Ground 3 - approach to the unduly harsh test
17. It is clear from reading the FTT's decision as a whole that the judge was fully aware of the evidence provided by the appellant and his partner. Their evidence is summarised in considerable detail at [6] to [20]. The FTT accepted that impact on the children would be " significant" and they would be " very upset", but was entitled to find that there was no reliable evidence that there will be a " psychologically significant impact" upon them. When the decision is read as a whole, the following is tolerably clear:
- Although the FTT accepted that there would be a significant impact on the children, this did not reach the threshold of unduly harsh.
- Whilst the children's mother described some of the difficulties she and the children faced when the appellant was imprisoned, this was insufficient to meet the unduly harsh test.

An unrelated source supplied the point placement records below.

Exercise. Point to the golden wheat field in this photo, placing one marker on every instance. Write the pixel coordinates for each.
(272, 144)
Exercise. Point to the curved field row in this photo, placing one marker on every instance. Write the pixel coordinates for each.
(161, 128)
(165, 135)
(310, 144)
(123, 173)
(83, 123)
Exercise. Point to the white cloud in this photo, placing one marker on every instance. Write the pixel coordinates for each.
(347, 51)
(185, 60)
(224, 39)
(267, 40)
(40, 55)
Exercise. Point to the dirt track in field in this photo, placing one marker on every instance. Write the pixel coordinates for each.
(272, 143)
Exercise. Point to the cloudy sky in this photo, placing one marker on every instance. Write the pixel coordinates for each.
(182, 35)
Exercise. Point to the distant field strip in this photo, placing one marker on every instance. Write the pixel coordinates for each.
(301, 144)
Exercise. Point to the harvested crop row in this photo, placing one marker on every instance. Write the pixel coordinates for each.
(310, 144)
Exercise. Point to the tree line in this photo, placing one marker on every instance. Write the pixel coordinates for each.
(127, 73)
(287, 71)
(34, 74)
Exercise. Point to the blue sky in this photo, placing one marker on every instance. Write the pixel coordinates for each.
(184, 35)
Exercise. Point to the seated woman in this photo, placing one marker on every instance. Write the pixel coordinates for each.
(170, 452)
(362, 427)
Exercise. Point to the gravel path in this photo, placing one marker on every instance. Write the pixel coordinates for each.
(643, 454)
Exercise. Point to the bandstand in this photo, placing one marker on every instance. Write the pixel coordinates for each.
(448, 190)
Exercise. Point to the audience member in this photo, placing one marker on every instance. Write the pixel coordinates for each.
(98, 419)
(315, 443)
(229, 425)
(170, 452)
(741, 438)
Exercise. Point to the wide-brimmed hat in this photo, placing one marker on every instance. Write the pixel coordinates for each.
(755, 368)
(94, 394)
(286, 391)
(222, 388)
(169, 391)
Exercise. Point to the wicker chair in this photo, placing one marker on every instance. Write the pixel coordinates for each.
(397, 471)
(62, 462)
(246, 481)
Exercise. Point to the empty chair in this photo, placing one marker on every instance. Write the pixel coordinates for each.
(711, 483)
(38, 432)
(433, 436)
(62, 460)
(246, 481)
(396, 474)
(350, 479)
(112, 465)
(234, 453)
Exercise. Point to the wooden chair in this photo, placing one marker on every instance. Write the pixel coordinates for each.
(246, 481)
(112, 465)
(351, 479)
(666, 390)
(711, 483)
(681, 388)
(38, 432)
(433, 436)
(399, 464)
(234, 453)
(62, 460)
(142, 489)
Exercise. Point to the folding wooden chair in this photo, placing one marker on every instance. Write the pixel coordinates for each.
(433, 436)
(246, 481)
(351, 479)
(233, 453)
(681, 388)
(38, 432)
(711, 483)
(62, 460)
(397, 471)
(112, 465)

- The FTT was not requiring expert evidence for the threshold to be met but did not regard the mother's own assessment of likely psychological damage to be reliable.
- The FTT considered the evidence from the children's headteacher in the form of a letter dated 20 May 2019 in which there is a summary of reports and concerns regarding the children from various sources. The FTT was entitled to regard this letter as nebulous. Although this described various issues of concern regarding the children, it also highlighted positive matters. In addition, the headteacher did not attribute any of the issues of concern to the appellant having been 'away' (when he was imprisoned). Indeed the reference to the eldest child indicating a desire to kill herself seems to have been a remark made in the aftermath of feeling left out by the other girls in her class and was not directly related to the appellant. Rather, she described being upset that her father had not walked her to school but had stayed in bed and that she did not see him very often.

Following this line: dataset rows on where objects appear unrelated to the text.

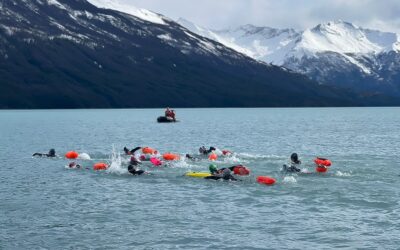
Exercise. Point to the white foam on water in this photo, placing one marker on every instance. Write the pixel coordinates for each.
(233, 158)
(305, 171)
(339, 173)
(179, 164)
(115, 166)
(289, 179)
(260, 156)
(84, 156)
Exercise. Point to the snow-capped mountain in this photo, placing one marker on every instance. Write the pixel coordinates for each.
(337, 52)
(71, 53)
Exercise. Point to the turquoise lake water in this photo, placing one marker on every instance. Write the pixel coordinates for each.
(45, 205)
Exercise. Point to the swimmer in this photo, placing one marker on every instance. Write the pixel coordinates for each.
(74, 165)
(204, 151)
(223, 173)
(131, 152)
(134, 170)
(294, 164)
(52, 153)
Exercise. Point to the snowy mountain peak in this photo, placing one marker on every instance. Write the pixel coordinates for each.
(345, 37)
(129, 9)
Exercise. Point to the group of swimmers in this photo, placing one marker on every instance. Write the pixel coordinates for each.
(215, 173)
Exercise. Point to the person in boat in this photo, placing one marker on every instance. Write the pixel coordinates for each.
(131, 152)
(173, 115)
(74, 165)
(133, 166)
(223, 173)
(295, 164)
(170, 113)
(204, 151)
(167, 112)
(51, 153)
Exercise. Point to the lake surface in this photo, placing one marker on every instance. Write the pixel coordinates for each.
(44, 204)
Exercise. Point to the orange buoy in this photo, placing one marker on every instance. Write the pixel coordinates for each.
(171, 157)
(241, 170)
(323, 162)
(213, 157)
(226, 152)
(321, 169)
(266, 180)
(148, 150)
(100, 166)
(71, 155)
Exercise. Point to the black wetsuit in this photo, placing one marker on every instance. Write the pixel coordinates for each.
(134, 171)
(292, 169)
(131, 152)
(222, 174)
(205, 151)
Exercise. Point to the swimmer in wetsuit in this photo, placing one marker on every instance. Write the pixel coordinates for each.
(132, 168)
(223, 173)
(131, 152)
(204, 151)
(294, 164)
(52, 153)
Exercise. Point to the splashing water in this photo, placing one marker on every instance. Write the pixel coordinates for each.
(339, 173)
(116, 163)
(84, 156)
(289, 179)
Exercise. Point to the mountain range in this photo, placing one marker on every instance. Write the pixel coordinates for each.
(337, 53)
(73, 54)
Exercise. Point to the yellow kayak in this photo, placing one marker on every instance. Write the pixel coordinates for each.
(197, 174)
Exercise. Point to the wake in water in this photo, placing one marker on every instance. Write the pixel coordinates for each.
(115, 165)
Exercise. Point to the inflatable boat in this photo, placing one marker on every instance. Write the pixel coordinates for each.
(165, 119)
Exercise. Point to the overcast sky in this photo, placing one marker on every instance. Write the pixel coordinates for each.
(298, 14)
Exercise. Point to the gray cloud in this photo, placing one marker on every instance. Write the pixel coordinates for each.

18. I do not accept that the FTT applied a test that was too high. The test is a demanding one. The parents provided evidence that the children would be very upset. However, most children would be very upset to lose their father to another country. As KO emphasises, one is looking for a degree of harshness going beyond what would necessarily be involved for any child faced with the deportation of a parent. Although the parents asserted that there may be significant psychological damage, the FTT was entitled to find that to be unreliable. The letter from the school outlined incidents and concerns but in no cogent manner linked these to the appellant's absence.
19. There is no reason to believe that the FTT was unaware of the guidance in KO even though it was not specifically referred to. The FTT was well aware that family life between the appellant and his children would terminate but was entitled to find that the effect upon the children would not reach the high threshold required by the unduly harsh test.
Conclusion
20. For those reasons the grounds of appeal are not made out.
Notice of decision
21. The FTT decision does not contain an error of law and I do not set it aside.
Direction regarding anonymity - Rule 14 of the Tribunal Procedure (Upper Tribunal) Rules 2008
Unless and until a Tribunal or court directs otherwise, the appellant is granted anonymity. No report of these proceedings shall directly or indirectly identify him or any member of his family. This direction applies both to the appellant and to the respondent. Failure to comply with this direction could lead to contempt of court proceedings.